Companies are promising to fix things but it’s clear that the Equal Pay Act — although updated in 2010 — is not effective enough. Research I commissioned from the London School of Economics found that women and men from minority ethnic groups would earn £9,300 extra if their pay matched that of white British men.
On top of that, current data does not take account of all sorts of things that affect pay equality. Bonus packages, appraisal processes and promotions are based on subjective data that discriminates against women with family commitments, such as tacit rewards for out-of-hours working.
But it is not just equality between men and women that matters. Even among women, pay discrimination exists.

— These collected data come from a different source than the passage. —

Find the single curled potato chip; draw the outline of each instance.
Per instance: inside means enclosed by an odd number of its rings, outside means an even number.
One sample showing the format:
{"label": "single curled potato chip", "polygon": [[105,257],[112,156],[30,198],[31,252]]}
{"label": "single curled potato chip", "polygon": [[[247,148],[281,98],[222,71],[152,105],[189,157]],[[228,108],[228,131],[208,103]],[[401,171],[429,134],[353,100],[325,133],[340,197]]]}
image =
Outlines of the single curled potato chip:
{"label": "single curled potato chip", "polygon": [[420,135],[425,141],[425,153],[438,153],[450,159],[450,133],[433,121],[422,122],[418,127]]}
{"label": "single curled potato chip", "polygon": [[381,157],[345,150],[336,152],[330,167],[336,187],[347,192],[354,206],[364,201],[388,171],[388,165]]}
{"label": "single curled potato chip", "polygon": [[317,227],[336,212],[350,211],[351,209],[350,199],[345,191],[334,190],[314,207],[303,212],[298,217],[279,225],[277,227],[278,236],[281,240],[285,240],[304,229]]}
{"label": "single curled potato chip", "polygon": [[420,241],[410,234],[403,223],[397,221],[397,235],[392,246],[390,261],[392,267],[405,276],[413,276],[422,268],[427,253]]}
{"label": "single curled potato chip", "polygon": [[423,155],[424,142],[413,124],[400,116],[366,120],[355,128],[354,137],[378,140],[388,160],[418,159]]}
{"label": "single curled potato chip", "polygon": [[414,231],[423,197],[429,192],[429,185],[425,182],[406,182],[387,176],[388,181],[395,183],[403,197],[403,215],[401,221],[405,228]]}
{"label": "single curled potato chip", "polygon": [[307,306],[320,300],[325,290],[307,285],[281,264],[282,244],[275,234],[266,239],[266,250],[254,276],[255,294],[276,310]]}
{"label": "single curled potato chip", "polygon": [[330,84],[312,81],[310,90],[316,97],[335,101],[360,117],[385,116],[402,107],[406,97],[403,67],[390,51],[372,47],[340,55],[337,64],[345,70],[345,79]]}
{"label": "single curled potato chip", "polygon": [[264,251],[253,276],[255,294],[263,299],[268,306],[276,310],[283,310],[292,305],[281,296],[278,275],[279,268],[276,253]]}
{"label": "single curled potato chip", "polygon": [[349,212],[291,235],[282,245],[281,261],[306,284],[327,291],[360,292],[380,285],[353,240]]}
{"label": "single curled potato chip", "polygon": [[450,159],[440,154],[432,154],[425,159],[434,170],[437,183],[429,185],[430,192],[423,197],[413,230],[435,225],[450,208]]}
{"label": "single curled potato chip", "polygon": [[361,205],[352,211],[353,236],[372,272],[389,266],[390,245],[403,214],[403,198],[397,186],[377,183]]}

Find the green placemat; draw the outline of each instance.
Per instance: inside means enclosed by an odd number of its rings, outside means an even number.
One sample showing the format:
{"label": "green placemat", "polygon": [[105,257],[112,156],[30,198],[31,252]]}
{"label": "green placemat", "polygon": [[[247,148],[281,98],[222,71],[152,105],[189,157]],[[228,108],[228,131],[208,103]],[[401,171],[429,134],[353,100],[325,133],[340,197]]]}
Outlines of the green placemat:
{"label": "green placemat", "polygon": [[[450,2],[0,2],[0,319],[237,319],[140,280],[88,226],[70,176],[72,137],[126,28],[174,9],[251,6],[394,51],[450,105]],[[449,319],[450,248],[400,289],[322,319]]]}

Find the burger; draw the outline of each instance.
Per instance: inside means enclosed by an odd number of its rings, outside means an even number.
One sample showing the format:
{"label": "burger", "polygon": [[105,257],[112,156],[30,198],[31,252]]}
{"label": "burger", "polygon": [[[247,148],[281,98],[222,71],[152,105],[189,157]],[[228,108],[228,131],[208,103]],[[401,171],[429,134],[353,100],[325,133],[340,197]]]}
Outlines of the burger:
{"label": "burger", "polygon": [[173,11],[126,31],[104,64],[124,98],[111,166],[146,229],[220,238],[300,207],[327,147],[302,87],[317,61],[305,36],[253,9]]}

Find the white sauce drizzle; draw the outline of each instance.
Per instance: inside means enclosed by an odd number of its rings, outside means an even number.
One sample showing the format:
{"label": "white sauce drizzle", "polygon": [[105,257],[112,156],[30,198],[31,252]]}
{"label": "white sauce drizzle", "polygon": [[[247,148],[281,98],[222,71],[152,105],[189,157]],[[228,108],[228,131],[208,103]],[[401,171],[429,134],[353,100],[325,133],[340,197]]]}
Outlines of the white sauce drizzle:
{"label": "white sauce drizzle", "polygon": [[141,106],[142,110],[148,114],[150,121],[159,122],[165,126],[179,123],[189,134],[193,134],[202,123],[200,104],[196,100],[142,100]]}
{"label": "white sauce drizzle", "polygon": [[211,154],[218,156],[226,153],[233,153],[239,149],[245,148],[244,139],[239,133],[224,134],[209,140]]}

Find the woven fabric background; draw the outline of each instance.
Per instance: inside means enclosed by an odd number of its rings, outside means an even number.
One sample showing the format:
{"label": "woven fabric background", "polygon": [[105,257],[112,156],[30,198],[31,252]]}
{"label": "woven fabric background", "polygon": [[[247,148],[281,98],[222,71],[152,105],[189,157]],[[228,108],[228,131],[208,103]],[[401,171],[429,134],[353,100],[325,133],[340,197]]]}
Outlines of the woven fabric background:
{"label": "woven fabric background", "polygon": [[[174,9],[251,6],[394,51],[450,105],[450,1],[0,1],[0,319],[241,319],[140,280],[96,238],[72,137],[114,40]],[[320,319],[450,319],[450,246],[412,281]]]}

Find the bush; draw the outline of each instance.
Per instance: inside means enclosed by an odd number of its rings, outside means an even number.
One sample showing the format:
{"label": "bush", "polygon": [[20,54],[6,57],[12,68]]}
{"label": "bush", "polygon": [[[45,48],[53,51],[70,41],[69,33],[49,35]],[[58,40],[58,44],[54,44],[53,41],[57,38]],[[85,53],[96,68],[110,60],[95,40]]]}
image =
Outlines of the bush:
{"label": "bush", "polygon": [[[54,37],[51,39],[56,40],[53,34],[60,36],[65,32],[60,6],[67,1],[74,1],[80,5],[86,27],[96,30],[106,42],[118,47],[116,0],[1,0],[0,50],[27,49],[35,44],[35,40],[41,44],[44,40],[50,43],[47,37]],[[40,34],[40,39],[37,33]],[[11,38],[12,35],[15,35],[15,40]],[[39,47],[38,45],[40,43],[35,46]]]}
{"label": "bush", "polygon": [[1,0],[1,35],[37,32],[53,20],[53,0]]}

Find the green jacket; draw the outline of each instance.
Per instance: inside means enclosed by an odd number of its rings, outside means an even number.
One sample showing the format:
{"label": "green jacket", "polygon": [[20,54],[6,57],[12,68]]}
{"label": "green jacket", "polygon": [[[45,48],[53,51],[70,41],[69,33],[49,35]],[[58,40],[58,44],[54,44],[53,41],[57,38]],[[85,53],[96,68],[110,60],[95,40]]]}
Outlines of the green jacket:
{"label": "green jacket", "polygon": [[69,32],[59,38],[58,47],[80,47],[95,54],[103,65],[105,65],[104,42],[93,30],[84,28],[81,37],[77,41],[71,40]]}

Disabled women, LGBT+ women, non-white and working-class women can find themselves discriminated against in terms of pay. I’ve written a book on the importance of achieving diversity.
It is a particular issue for London. Not only are many of the companies failing to deliver equal pay based here, but it is also one of the most expensive cities in the world in which to live. If we want to continue to attract the best talent, we need to get pay right. Continued failure will simply see talent drain away as both men and women choose to work in places that recognise their contributions and those of their partners.
More subsidised childcare, better education and training about the benefits of diversity and pay parity in the workplace, and regular monitoring of our progress towards closing the gender pay gap, all matter. Research shows that equality makes society stronger. As the great anthropologist Margaret Mead so eloquently put it: “Every time we liberate a woman, we liberate a man.”